The Queen lies on the ground in the shade. An aide hovers over her. She tells him that in 10 or 100 years this sun they see will bring the message of liberty! Liberty! Liberty! May it become immortal. She dies.

The aide places her body on hay in a thatched house and sets it afire.

 

Pretty good movie.  Gives you some idea of the abuses fostered by the imperialist East India Company.  And it praises the resistance fighters that died fighting British imperialism. 

Patrick Louis Cooney, Ph. D.

 

 


Historical Background:

 

Jhansi is a city of Uttar Pradesh, a state in northern India below the country of Nepal. 

9th century – region of Jhansi came under the rule of the Rajput Chandela dynasty of Khajuraho.

The Khangars succeeded the Chandelas. They then built the fort of Karar.

c. 14th century – the Bundelas take over.

1526-c. 1850  --  reign of the Muslim Mughal Empire. 

1610 – the fortress of Jhansi built by the ruler of Orchha state.

c. 1700  --  Mughal emperors at the height of their powers.

1732 – To fight the Muslims, Chhatrasal, the Bundela king, aked the help of the Hindu Marathas, who came to his assistance.

1734  --  upon the death of Chhatrasal, the Hindu Marathas receive one-third of the Maharaja's dominions.  The Maratha general developed the city of Jhansi. 

1806 – British protection is promised to the Maratha chief.

1817 – the Peshwa in Pune ceded all his rights over Bundelkhand to the British East India Company.

1828 (November) – Rani Lakshmibai born at Kashi (Varanasi) to a Brahmin Marathi family from Dhawadshi, District Satara, Maharashtra.

1832 – at only the age of four, Rani loses her mother. Her father Moropant Tambe worked at the court of Peshwa Peshwa Bajirao I at Bithur.

1845 – at the age of 13, Rani’s father worked at the court of Raja Bal Gangadhar Rao Newalkar, the Maharaja of Jhansi.

1846 – Rani marrid to Gangadhar Rao, the Raja of Jhansi. Because of her father's position, Rani Lakshmi Bai had more independence than most women. Th women were usually restricted to the zenana. She studied self-defense, horsemanship and archery, and even formed.
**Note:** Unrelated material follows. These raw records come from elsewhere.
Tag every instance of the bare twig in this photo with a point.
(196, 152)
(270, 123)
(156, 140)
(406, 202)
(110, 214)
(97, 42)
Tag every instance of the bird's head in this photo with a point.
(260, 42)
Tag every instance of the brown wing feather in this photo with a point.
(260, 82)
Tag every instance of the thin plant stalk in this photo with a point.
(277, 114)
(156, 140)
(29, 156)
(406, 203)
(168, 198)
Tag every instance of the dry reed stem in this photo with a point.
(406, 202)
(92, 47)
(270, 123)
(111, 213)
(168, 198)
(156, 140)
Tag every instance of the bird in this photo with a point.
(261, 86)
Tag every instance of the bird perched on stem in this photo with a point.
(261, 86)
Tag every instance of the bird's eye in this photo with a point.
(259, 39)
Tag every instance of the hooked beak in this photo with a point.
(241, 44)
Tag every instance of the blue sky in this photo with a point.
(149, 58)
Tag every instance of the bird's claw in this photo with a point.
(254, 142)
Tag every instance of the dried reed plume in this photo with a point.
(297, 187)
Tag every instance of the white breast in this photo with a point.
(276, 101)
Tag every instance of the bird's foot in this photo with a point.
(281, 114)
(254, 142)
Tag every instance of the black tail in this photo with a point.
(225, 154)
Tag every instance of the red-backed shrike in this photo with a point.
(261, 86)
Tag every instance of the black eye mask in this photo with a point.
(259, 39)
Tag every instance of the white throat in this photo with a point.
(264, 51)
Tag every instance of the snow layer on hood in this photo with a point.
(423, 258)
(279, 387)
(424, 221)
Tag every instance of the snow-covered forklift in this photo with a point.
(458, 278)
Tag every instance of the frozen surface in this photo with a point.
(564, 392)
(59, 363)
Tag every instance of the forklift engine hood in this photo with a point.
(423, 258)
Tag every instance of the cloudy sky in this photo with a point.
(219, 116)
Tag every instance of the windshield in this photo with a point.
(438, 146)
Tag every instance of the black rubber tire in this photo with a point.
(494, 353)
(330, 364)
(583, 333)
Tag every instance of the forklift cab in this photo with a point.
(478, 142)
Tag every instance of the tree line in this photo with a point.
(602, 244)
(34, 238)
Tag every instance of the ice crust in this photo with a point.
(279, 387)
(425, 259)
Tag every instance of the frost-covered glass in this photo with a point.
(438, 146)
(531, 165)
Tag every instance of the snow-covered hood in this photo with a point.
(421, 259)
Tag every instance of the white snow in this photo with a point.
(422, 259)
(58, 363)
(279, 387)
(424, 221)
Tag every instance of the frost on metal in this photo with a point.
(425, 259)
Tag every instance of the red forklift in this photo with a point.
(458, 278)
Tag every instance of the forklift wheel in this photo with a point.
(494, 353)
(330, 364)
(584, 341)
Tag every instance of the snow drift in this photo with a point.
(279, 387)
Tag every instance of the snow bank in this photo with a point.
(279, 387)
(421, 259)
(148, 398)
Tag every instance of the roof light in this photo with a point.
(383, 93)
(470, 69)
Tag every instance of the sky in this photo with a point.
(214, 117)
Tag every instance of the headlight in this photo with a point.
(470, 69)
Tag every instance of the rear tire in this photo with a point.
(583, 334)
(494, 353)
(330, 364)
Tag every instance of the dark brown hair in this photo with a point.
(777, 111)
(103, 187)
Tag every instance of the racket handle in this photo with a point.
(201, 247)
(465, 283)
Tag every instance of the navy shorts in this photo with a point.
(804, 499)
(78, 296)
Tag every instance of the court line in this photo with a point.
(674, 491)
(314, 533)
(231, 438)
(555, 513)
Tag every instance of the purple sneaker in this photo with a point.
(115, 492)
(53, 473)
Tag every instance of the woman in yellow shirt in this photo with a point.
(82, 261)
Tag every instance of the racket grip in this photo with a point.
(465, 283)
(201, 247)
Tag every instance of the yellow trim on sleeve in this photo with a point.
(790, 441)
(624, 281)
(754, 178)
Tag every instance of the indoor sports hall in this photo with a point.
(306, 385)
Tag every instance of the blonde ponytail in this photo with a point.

She even established her own female army composed of her female friends at court.

1851 – Rani bears a son, but the child dies at the age of four months. The married couple now adopt Damodar Rao.

1853 (November) – the Raja, never having recovered from his son's death, dies of a broken heart.  The Raja of Jhansi died without children. The East India Company, under Governor-General Lord Dalhousie, established the Doctrine of Lapse, wherein an adopted son cannot claim the throne of the deceased adopting parent. Dalhousie then annexes Jhansi, saying that the throne had become "lapsed" and thus put Jhansi under his "protection".  The Governor-General of India annexes his territory. The Jhansi state and the districts of Jalaun and Chanderi districts are formed into a superintendency.

1854 (March) – the Rani receives a pension of 60,000 rupees and is ordered to leave the palace at the Jhansi fort .

1857 (June) – in the Revolt of 1857 a few men of the 12th Native Infantry seized the fort containing the treasure and magazine, and massacred the European officers of the garrison along with their families. (The head of the rebels, Rani Lakshmi Bai, died bravely in battle in Gwalior.)

not until 1858 (November) – British regain control in Jhansi, which is given to the Maharaja of Gwalior.

1886 – as the result of a territorial swamp, Jhansi comes under total British rule.

1914 – Dewan Shatrughan Singh marries Rani Kaushlya Devi later called Rani Rajendra Kumari. The duo spent life serving their people. During the freedom struggle the couple went to jail several times and refused Class A treatment that they were entitled to choosing to stay with the poor inmates who they believed needed their help.

Jhansi participated in the Indian Freedom Struggle under Dewan Shatrughan Singh and his wife Rani Rajendra Kumari.

Dewan Saheb was the father of the freedom movement in the Bundelkhand region in Uttar Pradesh and Madhya Pradesh (Central India). Dewan Shatrughan Singh became known as 'Bundelkhand Gandhi'.

1920s – Dewan Shatrughan Singh meets Gandhi and became his follower.

1947 – Dewan Shatrughan Singh and his wife continued their public service after independence for India.